6. Findem capability gaps (F1–F9)
Capabilities Getro needs from Findem to fill out 008/007 v2/v3. Status reflects current understanding; some answers may have changed since last sync with Findem.
| ID | Capability | Used by | Status |
|---|---|---|---|
| F1 | Person lookup by email — canonical identity resolution | 008 dedup oracle (DR-02) | Pending Findem |
| F3 | Enrich-by-email-only (no LinkedIn handle required) | 008 thin V1 fallback | Pending Findem |
| F4 | User enrichment — same APIs as contact enrichment, applied to team members | 008 W3/K6 work overlap; 007 v2 path generation | Pending Findem |
| F6 | Investor / cap-table data on companies and people | 007 v3 investor edges; 008 investor-overlap signal | Pending Findem |
| F7 | Profile-update webhooks for cache invalidation | 008 EnrichedEmailLookup invalidation (DR-03) | Pending Findem |
| F8 | Expose candidate.connections[] via pub_api with ext_src filter |
Was: potential Cold/Known signal source | Downgrade — coverage too sparse (see F-D-1) |
| F9 | Expose match_engine overlap scoring as a service for arbitrary PRID pairs |
Could replace Getro reimplementing the kernel | Open question |
Reframe of F8
Original F8 asked Findem to expose LinkedIn-source connections[] via pub_api. Investigation (see F-D-1) showed coverage is <10% of profiles and per-uploader scoped, not global. Reframe to: "Confirm production coverage of candidate.connections[]; if Findem starts ambient enrichment with global LinkedIn data, revisit."
7. Implications summary
Bringing it all together — what Findem gives us, what we build ourselves, and where the lines are.

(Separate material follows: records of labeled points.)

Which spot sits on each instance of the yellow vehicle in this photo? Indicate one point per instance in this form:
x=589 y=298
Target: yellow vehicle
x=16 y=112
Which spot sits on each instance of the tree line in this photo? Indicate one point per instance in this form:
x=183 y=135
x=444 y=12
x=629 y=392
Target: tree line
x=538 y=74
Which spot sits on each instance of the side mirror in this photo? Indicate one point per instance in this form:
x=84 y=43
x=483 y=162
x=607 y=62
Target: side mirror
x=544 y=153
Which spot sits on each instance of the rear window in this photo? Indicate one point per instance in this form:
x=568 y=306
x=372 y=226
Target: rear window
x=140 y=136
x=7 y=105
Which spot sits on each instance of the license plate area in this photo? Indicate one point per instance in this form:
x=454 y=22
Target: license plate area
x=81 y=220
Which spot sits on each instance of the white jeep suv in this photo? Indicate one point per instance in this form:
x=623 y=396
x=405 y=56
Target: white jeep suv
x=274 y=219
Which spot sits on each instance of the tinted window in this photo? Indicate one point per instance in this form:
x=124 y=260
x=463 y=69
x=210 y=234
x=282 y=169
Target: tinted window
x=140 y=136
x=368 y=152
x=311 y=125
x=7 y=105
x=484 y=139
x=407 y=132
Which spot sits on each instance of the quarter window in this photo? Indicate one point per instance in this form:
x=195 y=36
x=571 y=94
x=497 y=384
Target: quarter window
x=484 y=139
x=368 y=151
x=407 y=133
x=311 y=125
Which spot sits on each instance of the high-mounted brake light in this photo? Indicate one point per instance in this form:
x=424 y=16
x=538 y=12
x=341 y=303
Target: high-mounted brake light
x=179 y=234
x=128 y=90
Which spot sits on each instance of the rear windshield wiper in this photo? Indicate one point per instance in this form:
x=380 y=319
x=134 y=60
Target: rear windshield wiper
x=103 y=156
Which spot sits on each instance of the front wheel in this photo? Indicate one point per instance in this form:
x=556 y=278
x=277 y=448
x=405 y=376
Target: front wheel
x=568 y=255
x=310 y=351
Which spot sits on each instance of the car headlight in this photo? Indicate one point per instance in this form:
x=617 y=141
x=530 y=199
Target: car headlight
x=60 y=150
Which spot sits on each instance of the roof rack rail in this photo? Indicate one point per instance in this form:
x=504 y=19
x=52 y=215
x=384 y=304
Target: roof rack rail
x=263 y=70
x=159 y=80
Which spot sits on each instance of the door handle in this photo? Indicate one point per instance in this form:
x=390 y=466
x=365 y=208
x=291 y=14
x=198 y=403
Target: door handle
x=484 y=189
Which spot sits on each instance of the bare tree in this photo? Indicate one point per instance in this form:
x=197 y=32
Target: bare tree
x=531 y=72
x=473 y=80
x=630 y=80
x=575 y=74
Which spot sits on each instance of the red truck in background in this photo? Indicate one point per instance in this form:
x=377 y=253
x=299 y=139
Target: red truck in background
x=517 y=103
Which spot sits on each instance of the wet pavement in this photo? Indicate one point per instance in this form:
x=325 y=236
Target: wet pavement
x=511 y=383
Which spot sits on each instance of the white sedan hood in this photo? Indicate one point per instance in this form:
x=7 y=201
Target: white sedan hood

| Area | What Findem provides | What Getro builds |
|---|---|---|
| Overlap algorithm | The kernel formula (F-K-1, F-K-2, F-K-3) | Port into WorkOverlapCalculator + CoemploymentEdgeMaintainer |
| Network definition | Macro-based (F-L-2) | UCC-based (simpler, no macro engine) |
| Connection batch precompute | connection_svc with 15k cap (F-C-1, F-C-2) | Sidekiq workers with no cap; per-cache reconciliation |
| Connection drill-in (live) | LoadConnections runtime merge (F-L-1) | Mirror the merge shape; read precomputed Postgres edges |
| Search endpoint | sandbox/matches — does NOT include connections (F-S-1) | Separate per-list endpoint; connection counts via summary rollup |
| Profile data | Sparse candidate.connections[] (F-D-1); no stored strength score (F-D-2) |
Use Findem profile data for enrichment (work/edu history); do not depend on connections[] |
| Investor + board data | Pending F6 | 007 v3 + 008 Phase 10 — gated on F6 answer |
One-line takeaway
Findem provides the algorithm; Getro provides the storage and scale. Reuse the overlap-scoring formulas verbatim. Reuse architectural patterns (master/agent split, two-population asymmetry, late decoration). Do not depend on Findem's storage shapes (in-memory maps, 15k caps, sparse upload tables) — those don't fit Getro's list-view trigger or coverage requirements.